Lack of privacy legislation puts India’s users' data in danger of being sold, reused, or exploited in offenses. India is the fastest-growing economy globally, and the IT industry accounted for 8% of India's GDP in 2020. While the country’s tech industry proves to be affluent, protection of personal digital data falls short when compared with international standards. Authoritative news sources suggest that current legal acts are outdated and require revamping, and digital privacy continues to weaken with newly introduced bills.
Over the last decade, the Indian government has introduced a panoply of digital-surveillance measures. On April 28, it directed a number of companies to collect and store users' data — names, addresses, contact numbers, email, and IP addresses — for up to five years and hand over this information if requested. 
“Taking such radical action that highly impacts the privacy of millions of people living in India will most likely be counterproductive and strongly damage the sector’s growth in the country,” — comments Gytis Malinauskas, Head of Legal at Surfshark, in response to the newly-introduced India's VPN law. “Ultimately, collecting excessive amounts of data within Indian jurisdiction without robust protection mechanisms could lead to even more breaches nationwide.”
Global breaches are rising again. In 2022'Q1, 304 accounts were being breached every minute. In the present quarter (2022'Q2), however, breach rates are 6.7% higher. As of June 1st 2022, only two months into the quarter, India’s breach rate is 740% higher than in 2022’Q1, rising from 5 to 42 breached accounts per minute.
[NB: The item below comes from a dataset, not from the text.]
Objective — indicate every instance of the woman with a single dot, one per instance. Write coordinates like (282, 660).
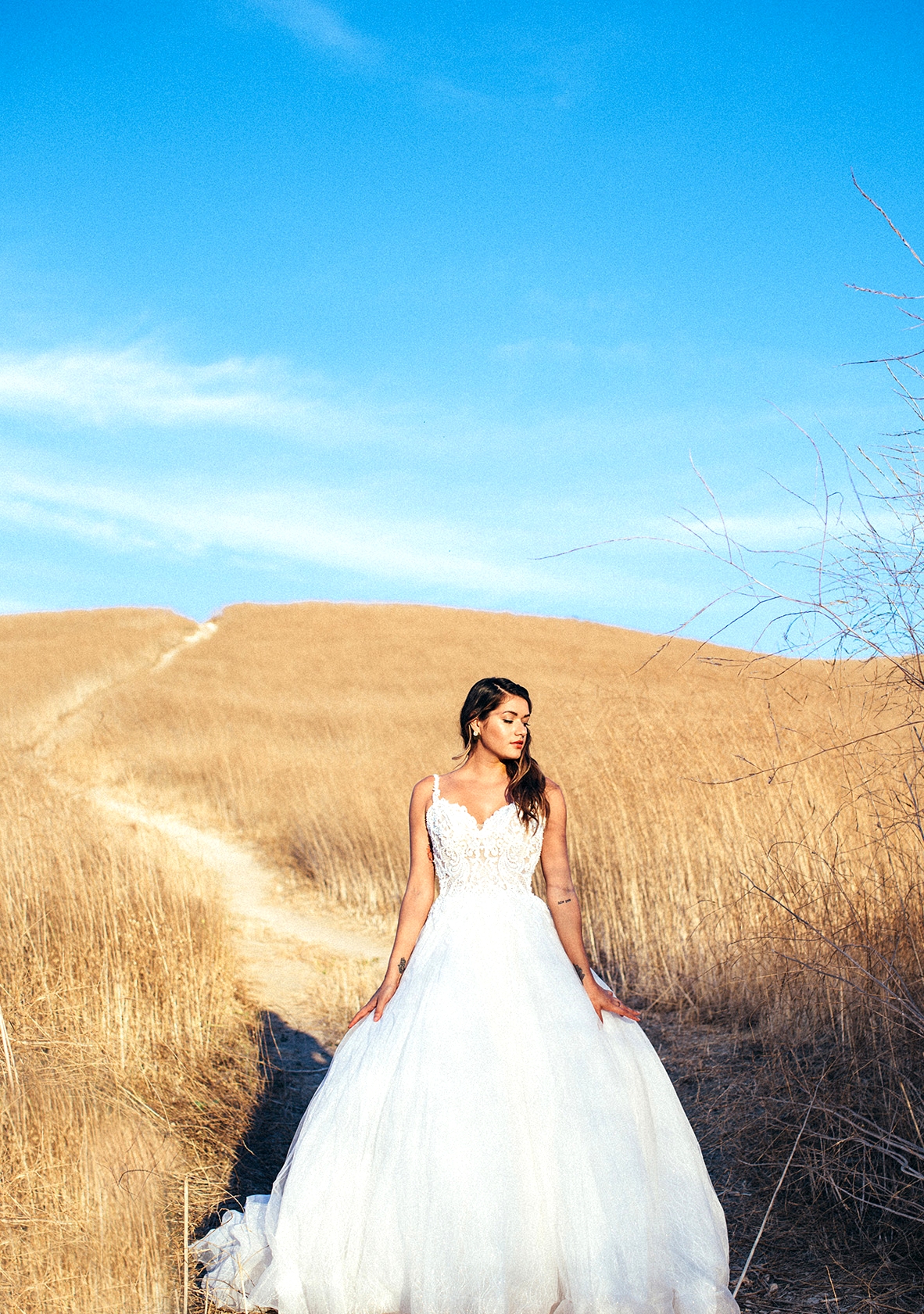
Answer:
(495, 1134)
Additionally, Indian internet users are also increasingly targeted by cybercriminals. In 2021, the CERT-In team handled over 1.4M incidents involving phishing attacks, probing, viruses, malware, and others, and showed 21% increase compared to 2020 even if many remain unreported. Most of these internet crimes tend to be made possible by illegally acquiring user data, such as names, emails, passwords, and IPs, which increasingly appear online due to data breaches or leaks. 
Surfshark's data shows that Indians lose 3.8 data points per every breached account, while the global average is only 2.3. Some of the reasons for this could be user habits or extensive data collection practices of Indian online services and applications.
METHODOLOGY
The Data Breach World Map was developed in partnership with independent cybersecurity researchers, who collected loads of user data from breached databases that appeared online. This allowed them to sort through 27,000 leaked databases and create 5 billion combinations of data. Researchers could then sort those combinations based on specific data points, such as countries, and perform a statistical analysis of their findings. Users’ locations were identified by email or website domain name, country, city, coordinates, IP address, locale, currency or phone number.
For timeline accuracy, our independent partners record the actual time of the breach instead of when it becomes public. Therefore, the numbers in the past can change as new cases are reported. The Data Breach World Map is updated every month with the most recent data from our independent partners. At the time of this particular study, the data analyzed was from June 1st, 2022.